Avoir mal à la tête et envie de vomir en même temps est une expérience épuisante et déstabilisante. Dans la grande majorité des cas, cette association s'explique par une migraine, une céphalée de tension ou une céphalée d'origine cervicale — des causes bénignes, même si elles sont douloureuses. Mais certains signes accompagnateurs doivent alerter et imposent une prise en charge rapide. Pour y voir plus clair, voici les questions qu'un médecin vous poserait lors d'une consultation, et ce qu'elles cherchent à évaluer.

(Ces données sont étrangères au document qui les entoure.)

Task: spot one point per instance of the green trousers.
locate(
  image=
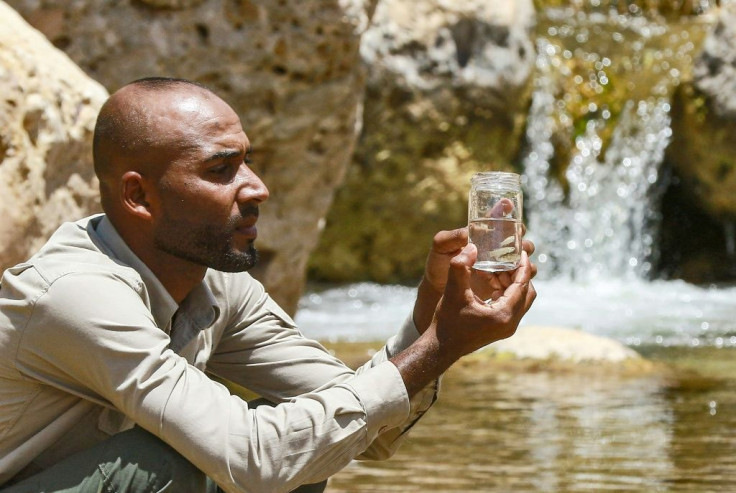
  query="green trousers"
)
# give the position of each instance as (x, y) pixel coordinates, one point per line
(133, 461)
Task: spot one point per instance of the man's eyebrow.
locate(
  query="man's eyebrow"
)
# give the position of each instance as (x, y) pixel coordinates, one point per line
(226, 154)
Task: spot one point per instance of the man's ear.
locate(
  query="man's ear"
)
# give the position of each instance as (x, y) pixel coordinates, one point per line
(134, 195)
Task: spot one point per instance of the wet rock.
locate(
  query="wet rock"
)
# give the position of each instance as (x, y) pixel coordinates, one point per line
(48, 109)
(562, 344)
(699, 207)
(289, 68)
(447, 91)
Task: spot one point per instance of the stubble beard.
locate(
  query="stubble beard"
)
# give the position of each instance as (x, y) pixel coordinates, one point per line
(205, 245)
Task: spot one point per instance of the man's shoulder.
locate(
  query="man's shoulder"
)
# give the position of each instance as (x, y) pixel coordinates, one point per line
(233, 285)
(73, 250)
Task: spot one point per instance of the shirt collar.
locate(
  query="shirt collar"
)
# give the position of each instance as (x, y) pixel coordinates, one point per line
(199, 307)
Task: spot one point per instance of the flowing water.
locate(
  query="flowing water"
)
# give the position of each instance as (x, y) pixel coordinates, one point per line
(603, 84)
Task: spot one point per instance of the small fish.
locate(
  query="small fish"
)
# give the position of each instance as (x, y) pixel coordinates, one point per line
(500, 252)
(508, 240)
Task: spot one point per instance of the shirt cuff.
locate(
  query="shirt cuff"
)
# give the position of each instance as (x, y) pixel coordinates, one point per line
(383, 394)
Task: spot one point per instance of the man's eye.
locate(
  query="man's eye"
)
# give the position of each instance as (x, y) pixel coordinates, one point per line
(221, 169)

Quand appeler le 15 sans attendre

  • Céphalée en 'coup de tonnerre' : une douleur qui atteint son maximum en moins d'une minute et que vous n'avez jamais ressentie auparavant — appelez le 15 immédiatement.
  • Vomissements en jet (projetés loin, sans effort de nausée préalable) accompagnant la céphalée — appelez le 15.
  • Troubles visuels brutaux, vision double, ou perte partielle de la vue survenant avec le mal de tête — appelez le 15.
  • Confusion, difficultés à parler, à comprendre ou à trouver ses mots, ou faiblesse d'un côté du corps — appelez le 15.
  • Raideur de la nuque avec fièvre et sensibilité à la lumière : cette association peut évoquer une méningite — appelez le 15.
  • Céphalée survenant après un traumatisme crânien, même léger — consultez en urgence.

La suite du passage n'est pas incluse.